Q. We run aluminum extrusions using a chrome treatment conversion coating. We began running aluminum die-cast parts and are seeing small blisters and holes in the coating. How can we stop this?

Q. We run aluminum extrusions using a seven-stage pretreatment system with a chrome treatment conversion coating. We began running aluminum die-cast parts through the same system and are seeing small blisters and holes in the coating. Our coating supplier tells us that it is caused by “outgassing.” How can we stop this?

A. Outgassing is the release of trapped air pockets in the cast material during the cure cycle and it is a problem for many powder coaters, “the curse of the casting.” Castings are porous and the air that is near the surface can expand and blow a small hole in the coating during the melt phase of the cure process, leaving a small, crater-like blemish. 

Powder can be formulated to adjust the flow cycle and make the powder more forgiving when the released air blows up through the molten film. 

You can also look at lower cure temperatures. All powder materials have some flexibility for lower temperatures if you can allow more time. You have some limitations because you are running powder material for AAMA 2605 compliance, presumably fluoropolymers, so some low-temperature formulations may not be suitable. The basic advice is that lower temperature at longer cure cycle times will allow some of the gas to escape without causing a problem.
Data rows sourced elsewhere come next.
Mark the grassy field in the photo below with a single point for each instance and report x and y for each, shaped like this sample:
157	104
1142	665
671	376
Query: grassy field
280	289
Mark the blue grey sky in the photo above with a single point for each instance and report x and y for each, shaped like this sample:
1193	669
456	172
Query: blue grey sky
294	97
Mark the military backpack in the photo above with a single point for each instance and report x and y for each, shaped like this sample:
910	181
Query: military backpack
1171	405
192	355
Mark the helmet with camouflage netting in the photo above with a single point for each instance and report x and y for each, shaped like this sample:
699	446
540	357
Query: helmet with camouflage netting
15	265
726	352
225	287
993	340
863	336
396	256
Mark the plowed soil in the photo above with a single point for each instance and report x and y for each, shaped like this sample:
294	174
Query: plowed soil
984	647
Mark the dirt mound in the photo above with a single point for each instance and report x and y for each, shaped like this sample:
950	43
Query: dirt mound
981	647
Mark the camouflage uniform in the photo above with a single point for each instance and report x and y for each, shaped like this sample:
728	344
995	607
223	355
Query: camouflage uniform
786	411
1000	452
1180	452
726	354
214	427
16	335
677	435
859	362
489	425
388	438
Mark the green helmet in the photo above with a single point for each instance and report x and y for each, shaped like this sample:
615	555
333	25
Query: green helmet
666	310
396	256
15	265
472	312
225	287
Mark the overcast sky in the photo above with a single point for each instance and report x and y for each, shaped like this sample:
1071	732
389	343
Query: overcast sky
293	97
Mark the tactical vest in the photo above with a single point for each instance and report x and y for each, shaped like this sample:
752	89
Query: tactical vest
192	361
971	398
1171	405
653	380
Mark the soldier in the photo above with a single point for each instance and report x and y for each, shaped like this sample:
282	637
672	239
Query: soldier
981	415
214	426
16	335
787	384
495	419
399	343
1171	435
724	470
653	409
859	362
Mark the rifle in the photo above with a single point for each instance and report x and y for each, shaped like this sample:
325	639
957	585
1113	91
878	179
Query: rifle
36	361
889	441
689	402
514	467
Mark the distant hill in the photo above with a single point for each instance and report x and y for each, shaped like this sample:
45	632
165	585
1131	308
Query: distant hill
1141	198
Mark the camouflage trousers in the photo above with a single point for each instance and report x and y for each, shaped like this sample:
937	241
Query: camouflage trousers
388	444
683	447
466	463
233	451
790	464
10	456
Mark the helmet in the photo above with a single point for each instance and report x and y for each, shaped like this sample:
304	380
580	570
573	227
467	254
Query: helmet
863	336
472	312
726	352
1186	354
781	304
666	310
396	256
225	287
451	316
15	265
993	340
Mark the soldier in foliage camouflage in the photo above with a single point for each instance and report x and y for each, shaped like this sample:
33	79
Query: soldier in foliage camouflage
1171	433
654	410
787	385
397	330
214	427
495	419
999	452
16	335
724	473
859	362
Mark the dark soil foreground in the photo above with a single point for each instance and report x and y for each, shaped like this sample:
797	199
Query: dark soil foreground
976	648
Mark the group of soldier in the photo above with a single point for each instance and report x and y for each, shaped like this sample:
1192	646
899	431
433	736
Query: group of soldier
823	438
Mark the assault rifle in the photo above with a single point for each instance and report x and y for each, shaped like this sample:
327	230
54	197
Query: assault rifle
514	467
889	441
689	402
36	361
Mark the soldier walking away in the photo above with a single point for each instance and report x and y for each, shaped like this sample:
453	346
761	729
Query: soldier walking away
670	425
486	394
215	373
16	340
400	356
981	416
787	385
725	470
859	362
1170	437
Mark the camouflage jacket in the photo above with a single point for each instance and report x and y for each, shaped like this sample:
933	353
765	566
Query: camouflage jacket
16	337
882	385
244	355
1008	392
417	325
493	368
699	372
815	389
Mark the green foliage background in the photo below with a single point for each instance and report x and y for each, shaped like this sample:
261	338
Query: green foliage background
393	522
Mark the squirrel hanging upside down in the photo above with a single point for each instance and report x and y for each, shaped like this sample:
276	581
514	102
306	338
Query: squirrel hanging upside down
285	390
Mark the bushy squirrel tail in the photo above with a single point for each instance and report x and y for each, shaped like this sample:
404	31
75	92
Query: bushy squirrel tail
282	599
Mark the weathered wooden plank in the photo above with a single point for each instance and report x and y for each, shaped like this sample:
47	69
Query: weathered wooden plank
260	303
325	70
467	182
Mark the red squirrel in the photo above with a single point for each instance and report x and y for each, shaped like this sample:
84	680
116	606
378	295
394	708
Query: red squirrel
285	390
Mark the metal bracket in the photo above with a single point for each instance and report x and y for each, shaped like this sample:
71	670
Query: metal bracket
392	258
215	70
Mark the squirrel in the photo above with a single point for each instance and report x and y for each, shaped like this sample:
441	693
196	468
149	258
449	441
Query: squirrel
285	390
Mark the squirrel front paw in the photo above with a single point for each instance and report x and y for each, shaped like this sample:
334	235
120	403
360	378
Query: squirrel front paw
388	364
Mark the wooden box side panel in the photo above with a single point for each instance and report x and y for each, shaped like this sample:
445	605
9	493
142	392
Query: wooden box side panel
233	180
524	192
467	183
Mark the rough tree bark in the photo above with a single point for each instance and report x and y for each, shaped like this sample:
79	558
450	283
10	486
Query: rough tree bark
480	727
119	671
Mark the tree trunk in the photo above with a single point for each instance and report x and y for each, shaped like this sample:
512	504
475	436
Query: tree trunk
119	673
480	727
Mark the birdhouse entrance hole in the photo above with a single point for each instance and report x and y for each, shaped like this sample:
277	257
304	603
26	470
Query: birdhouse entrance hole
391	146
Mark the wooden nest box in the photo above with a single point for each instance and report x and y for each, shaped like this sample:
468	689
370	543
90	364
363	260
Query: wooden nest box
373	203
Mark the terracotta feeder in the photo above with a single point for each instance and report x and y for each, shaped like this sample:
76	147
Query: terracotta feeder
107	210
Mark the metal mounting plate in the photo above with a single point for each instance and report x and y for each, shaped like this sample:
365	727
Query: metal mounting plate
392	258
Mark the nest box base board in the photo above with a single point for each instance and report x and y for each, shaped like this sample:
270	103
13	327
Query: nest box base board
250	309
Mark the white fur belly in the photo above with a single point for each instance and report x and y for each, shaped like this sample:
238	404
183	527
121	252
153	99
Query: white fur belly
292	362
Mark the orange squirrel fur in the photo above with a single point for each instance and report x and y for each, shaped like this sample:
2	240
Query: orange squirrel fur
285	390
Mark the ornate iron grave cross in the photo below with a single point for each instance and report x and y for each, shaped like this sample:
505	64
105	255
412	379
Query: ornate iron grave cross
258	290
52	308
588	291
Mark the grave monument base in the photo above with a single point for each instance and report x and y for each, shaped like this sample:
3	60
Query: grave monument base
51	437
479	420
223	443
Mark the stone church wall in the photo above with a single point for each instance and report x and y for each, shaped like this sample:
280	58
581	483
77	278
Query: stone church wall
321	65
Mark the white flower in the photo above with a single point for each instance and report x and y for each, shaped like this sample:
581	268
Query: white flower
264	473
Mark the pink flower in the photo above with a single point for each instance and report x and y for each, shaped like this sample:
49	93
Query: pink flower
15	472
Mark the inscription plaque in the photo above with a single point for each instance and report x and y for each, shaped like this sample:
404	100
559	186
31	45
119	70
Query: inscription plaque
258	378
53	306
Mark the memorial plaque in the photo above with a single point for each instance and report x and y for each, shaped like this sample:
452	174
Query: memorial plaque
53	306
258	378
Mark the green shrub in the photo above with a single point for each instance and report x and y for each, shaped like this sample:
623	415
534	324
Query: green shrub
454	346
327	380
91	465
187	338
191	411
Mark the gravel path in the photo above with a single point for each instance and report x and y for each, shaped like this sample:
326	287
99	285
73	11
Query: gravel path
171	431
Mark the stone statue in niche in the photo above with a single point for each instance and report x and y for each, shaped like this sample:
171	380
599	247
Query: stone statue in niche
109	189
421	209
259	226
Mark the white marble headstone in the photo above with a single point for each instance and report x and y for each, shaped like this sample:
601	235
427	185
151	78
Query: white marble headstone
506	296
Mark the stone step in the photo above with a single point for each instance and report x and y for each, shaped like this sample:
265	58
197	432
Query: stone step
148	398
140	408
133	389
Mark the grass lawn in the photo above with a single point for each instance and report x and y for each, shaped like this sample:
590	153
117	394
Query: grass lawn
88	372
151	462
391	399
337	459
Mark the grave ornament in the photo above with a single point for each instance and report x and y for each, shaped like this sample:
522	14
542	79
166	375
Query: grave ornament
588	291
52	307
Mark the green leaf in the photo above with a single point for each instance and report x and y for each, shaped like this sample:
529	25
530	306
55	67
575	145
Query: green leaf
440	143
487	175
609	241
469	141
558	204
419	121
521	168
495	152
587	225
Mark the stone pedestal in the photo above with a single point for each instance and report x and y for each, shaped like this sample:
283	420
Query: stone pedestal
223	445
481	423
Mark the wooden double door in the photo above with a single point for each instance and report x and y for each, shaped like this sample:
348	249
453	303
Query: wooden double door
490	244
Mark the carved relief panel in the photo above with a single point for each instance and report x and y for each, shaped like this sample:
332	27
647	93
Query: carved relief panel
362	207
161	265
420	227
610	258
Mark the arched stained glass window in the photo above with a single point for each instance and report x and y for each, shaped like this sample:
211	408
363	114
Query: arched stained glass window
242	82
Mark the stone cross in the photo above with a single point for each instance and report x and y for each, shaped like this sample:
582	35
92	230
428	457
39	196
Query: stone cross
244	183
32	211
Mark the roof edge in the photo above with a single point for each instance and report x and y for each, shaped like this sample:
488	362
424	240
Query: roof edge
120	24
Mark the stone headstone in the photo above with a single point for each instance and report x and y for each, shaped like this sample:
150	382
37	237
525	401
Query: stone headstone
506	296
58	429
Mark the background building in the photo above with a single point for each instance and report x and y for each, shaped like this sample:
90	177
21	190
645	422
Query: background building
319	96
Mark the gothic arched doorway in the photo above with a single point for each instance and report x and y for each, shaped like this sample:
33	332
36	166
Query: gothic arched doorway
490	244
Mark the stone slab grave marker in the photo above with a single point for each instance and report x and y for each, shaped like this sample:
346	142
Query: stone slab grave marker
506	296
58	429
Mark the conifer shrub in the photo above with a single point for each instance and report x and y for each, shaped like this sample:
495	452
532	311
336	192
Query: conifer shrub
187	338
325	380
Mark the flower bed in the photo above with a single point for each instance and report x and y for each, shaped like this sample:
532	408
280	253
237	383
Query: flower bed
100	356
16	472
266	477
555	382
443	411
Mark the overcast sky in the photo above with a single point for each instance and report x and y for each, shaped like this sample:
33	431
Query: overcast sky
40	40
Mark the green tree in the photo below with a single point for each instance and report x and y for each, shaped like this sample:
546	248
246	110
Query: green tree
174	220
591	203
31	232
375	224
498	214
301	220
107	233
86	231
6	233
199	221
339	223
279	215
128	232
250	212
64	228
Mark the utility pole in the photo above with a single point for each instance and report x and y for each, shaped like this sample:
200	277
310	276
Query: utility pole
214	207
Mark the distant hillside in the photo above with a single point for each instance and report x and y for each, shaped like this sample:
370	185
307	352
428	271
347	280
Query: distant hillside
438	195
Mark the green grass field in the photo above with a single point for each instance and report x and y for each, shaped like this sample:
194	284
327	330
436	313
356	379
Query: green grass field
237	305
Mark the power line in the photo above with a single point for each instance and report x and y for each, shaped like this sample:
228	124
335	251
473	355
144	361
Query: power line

Some companies preheat the cast material to a temperature exceeding the ultimate cure temperature by around 50°F and then cool and coat. This will drive off some of the trapped air before the cure cycle.
Keep in mind that all of these ideas can help, but there is no guarantee that they will be adequate to give you good parts all day long. They are helpful ideas and will improve the issues without major system changes.

You may want to X-ray some castings. An X-ray will show you just how bad the problem is by highlighting the porosity in the casting. If you have more than one source for castings, you should X-ray them all to compare different die casters and see if one is superior. If they are, you can shift more work to them and you will have less gassing.

If you cannot solve the problem with any of these efforts, you have two options left. You can set up a primer operation and add a powder primer to the process. The gassing will occur during the primer operation but the topcoat will seal over the blemishes, reducing their impact from an appearance perspective and making sure that corrosion cannot start where the film is flawed. 

There is also a process called impregnation. You can hire a service to have them do it for you or you can do it yourself. The casting is placed inside a chamber and exposed to a resin that fills and seals the cast surface prior to coating. This process has been effective for some manufacturers that demand a good surface and sealed part.